Building Customer Support with a sub-1B Small Language Model that Beats GPT-5.4 (Part 1)

Small Language Models occupy a sweet spot in speed and cost between frontier LLMs and BERT models for a wide range of NLP tasks

Apr 21, 2026

Comparing Anthropic’s frontier LLMs to an SLM fine-tuned with Oumi

We trained a 0.8B-parameter model that classifies customer support tickets more accurately than GPT-5.4 and Claude Opus 4.6 — by 6.3 and 8.4 points respectively. It runs on a laptop, costs one hour and few dollars to train, and we wrote no ML code to build it. Here's how.

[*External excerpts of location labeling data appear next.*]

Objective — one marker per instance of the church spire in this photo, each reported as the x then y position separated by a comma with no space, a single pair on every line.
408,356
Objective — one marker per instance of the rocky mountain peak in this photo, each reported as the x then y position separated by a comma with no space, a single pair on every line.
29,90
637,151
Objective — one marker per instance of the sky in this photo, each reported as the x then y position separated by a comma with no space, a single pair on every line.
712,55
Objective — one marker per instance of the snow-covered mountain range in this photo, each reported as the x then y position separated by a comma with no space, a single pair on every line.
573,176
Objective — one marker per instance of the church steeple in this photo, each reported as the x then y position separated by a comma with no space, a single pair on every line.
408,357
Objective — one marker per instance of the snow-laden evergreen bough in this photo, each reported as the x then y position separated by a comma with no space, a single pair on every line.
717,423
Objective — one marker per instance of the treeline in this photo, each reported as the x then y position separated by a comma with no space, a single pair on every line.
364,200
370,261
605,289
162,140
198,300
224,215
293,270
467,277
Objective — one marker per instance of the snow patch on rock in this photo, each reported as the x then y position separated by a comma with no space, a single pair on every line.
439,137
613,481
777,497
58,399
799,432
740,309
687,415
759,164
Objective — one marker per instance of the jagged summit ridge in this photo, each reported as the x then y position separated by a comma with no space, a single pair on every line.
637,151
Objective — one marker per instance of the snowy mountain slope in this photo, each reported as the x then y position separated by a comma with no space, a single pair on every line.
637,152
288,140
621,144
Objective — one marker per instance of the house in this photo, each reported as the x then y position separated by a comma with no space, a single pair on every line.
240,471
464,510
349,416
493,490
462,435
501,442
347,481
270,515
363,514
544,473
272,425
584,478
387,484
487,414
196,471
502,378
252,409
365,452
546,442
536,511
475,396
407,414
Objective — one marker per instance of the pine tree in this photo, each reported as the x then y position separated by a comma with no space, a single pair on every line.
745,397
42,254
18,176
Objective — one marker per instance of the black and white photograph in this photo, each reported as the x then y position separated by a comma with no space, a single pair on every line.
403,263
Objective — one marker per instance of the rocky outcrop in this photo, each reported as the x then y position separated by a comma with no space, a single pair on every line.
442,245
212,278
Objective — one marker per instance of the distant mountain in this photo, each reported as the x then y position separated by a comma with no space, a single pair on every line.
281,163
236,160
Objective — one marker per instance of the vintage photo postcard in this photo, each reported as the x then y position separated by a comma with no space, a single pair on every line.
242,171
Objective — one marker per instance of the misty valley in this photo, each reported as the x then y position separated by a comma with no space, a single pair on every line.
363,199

In this blog series, I’ll show you how to train a custom small Language Model (SLM) for triaging customer support queries that outperforms large frontier LLMs from providers like OpenAI and Anthropic. We’ll do it using the Oumi Agent + Claude Code by strictly prompting, that is, no coding at all! Our starting point will be a task description and a dataset, and the end result will be locally- and cloud-deployed customer support AI voice agents.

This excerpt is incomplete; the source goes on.